Être plus près des gisements
de matière recyclée, c’est aussi
l’intérêt de Konica France, qui a
choisi d’incorporer du Pehd issu
des bouteilles de lait pour faire
ses bidons de toner (RR n° 8,
2016). Son usine de remplissage de toner à Eloyes, dans les
Vosges, sera destinée également
à la fabrication de ces bidons,
grâce à l’investissement d’un
million d’euros dans une installation de production. La part
de recyclé passera rapidement
de 25 à 100 % et la capacité
devrait, à court terme, atteindre
200 000 unités par mois. Les
bidons seront commercialisés
sur le marché européen.
La filière DEEE
Les éco-organismes de la filière
DEEE en France jouent un rôle
non négligeable, puisqu’à travers eux les fabricants et les
metteurs en marché peuvent
réduire leur contribution en intégrant plus ou moins de plastique recyclé. En effet, l’an
dernier, l’emploi de plastique
recyclé post-consommation à
hauteur de 10 % est apparu
pour la première fois dans le
tableau des critères permettant de moduler la contribution
des producteurs de 20 %. Ces
critères et les amplitudes de
modulation ont été établis par
le ministère de l’Environnement,
sur proposition des fédérations
professionnelles avec le soutien des éco-organismes. Sont
concernés officiellement par
le critère sur l’emploi de plastique recyclé : les lave-linge, les
lave-vaisselle, les ordinateurs
et les téléviseurs. Un premier
bilan sera dressé en 2017, pour
réajuster si besoin les critères
et veiller à l’équilibre financier
de la filière REP.
Les éco-organismes mettent également en œuvre leurs propres
outils pour inciter les producteurs.
Avec son dispositif R
­ eeecyc’ Lab
lancé en mars 2016, Eco-systèmes fournit aux fabricants
plusieurs indicateurs vertueux
sur le plan environnemental
et économique, tels que l’emploi de matière recyclée. Ces
données sont relayées plus en
amont par le Gifam* qui participe activement à la commission
consultative des agréments de
la filière DEEE. Acteur des discussions sur la transposition de
la directive DEEE et partie prenante des écomodulations, le
Gifam est aussi le porte-parole
des travaux menés par 2ACR
et Eco-systèmes au niveau des
fabricants en France. Il suit par
ailleurs, à l’échelle européenne,
les actions menées par le Ceced
(European ­Committee of Domestic Equipment Manufacturers).

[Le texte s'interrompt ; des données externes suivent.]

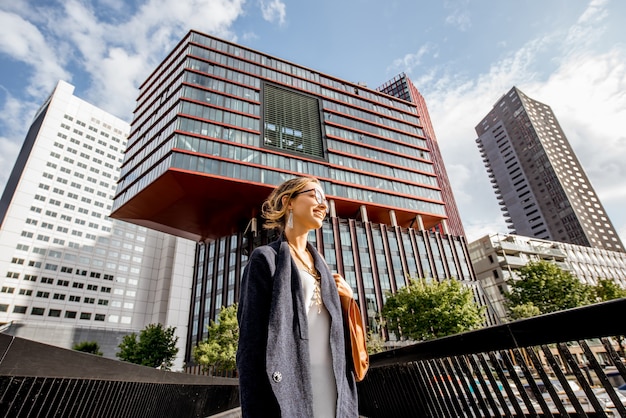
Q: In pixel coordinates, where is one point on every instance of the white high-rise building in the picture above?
(68, 272)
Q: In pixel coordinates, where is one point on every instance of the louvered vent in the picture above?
(291, 122)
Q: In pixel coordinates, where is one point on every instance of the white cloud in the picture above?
(586, 92)
(24, 42)
(411, 61)
(13, 118)
(459, 17)
(273, 11)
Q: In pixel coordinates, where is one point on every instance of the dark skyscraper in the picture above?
(540, 184)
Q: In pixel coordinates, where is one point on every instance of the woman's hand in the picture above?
(342, 286)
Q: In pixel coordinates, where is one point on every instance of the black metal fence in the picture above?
(38, 380)
(558, 365)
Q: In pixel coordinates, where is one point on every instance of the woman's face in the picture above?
(309, 207)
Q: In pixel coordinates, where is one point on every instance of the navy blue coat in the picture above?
(273, 352)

Depuis deux ans, un groupe de
travail réunissant les recycleurs
et Digital Europe (représentant
des fabricants du brun) se penche
sur l’emploi de plastique recyclé à l’échelle européenne.
Objectif : trouver des synergies
et faire en sorte que les solutions techniques des premiers
correspondent aux cahiers des
charges exigeants des seconds. n
Catherine Moncel
* Groupement interprofessionnel
des fabricants d’appareils ménagers.